Effect of cardiac resynchronization therapy on ventricular tachycardias in patients with dilated cardiomyopathy and severe heart failure
Published 2014-10-28
Keywords
- CARDIAC RESYNCHRONIZATION THERAPY,
- VENTRICULAR TACHYCARDIAS,
- DILATED CARDIOMYOPATHY
How to Cite
Copyright (c) 2014 Lebedev D.I., Batalov R.Ye., Savenkova G.M., Minin S.M., Krivolapov S.N., Lishmanov Yu.B., Popov S.V.

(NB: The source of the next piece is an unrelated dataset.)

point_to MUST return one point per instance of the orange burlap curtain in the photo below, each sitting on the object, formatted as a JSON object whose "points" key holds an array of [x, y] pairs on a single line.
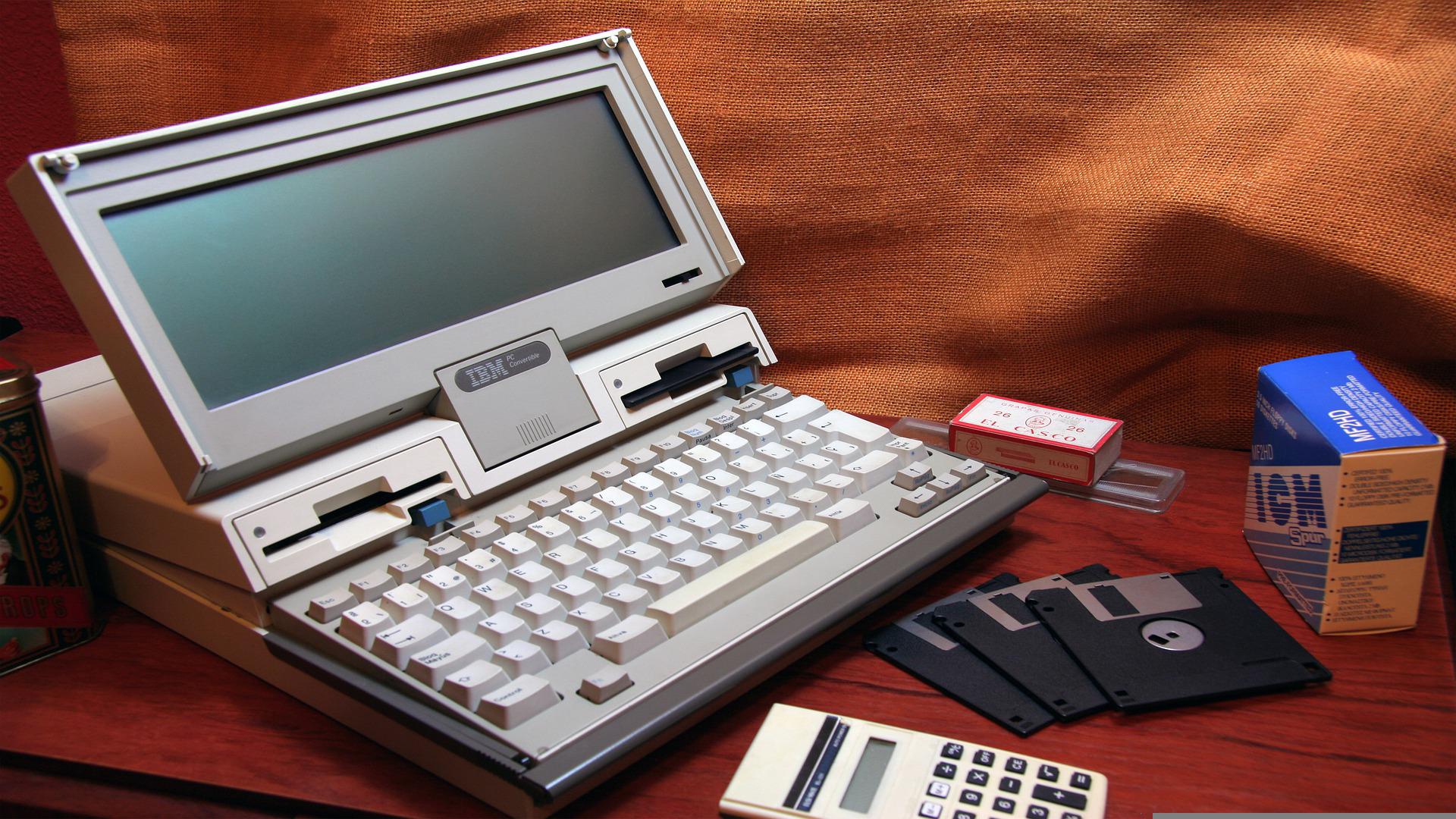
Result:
{"points": [[1114, 207]]}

This work is licensed under a Creative Commons Attribution 4.0 International License.
Abstract
The aim of the study was to elucidate the effects of cardiac resynchronization therapy (CRT) on ventricular tachycardias in patients with dilated cardiomyopathy and to analyze the prospects of radionuclide diagnostic methods for prediction of life-threatening arrhythmias in the presence of therapy. The study included 70 patients (mean age 55±12 years) aged 32 to 75 years with dilated cardiomyopathy, NYHA FC III heart failure, left ventricular (LV) ejection fraction (EF) of 30.1±3.8%, and end-diastolic volume (EDV) of 220.7±50.9 mL. Group 1 comprised 35 patients (50%) diagnosed with paroxysms of ventricular tachycardia, while Group 2 consisted of 35 patients (50%) without episodes of ventricular tachycardia. After one year of CRT, positive clinical changes were documented in all patients: LV EF increased to 42.8±4.8% (p 0.001); functional class of heart failure decreased to II; LV EDV decreased to 197.9±47.8 mL (p 0.005). The patients whose EF increased by 14% and EDV decreased by 35 mL during one-year CRT had no episodes of ventricular tachycardia. The patients, whose paroxysms of ventricular tachycardia persisted during the entire period of the study, showed EF increase by 9% and EDV decrease by 13 mL. The second stage of the study consisted in evaluating the effects of myocardial metabolism defects (MMD). No ventricular tachycardia episodes were registered in patients whose MMD became less than 15% during CRT; if the size of DMM exceeded 15%, paroxysms of ventricular tachycardia were observed. Thus, efficacious CRT in patients with dilated cardiomyopathy results in a statistically significant reduction of the number of ventricular tachycardia episodes. The improvement of fatty acid metabolism contributes to a decrease in the number of ventricular tachycardia episodes in the course of CRT.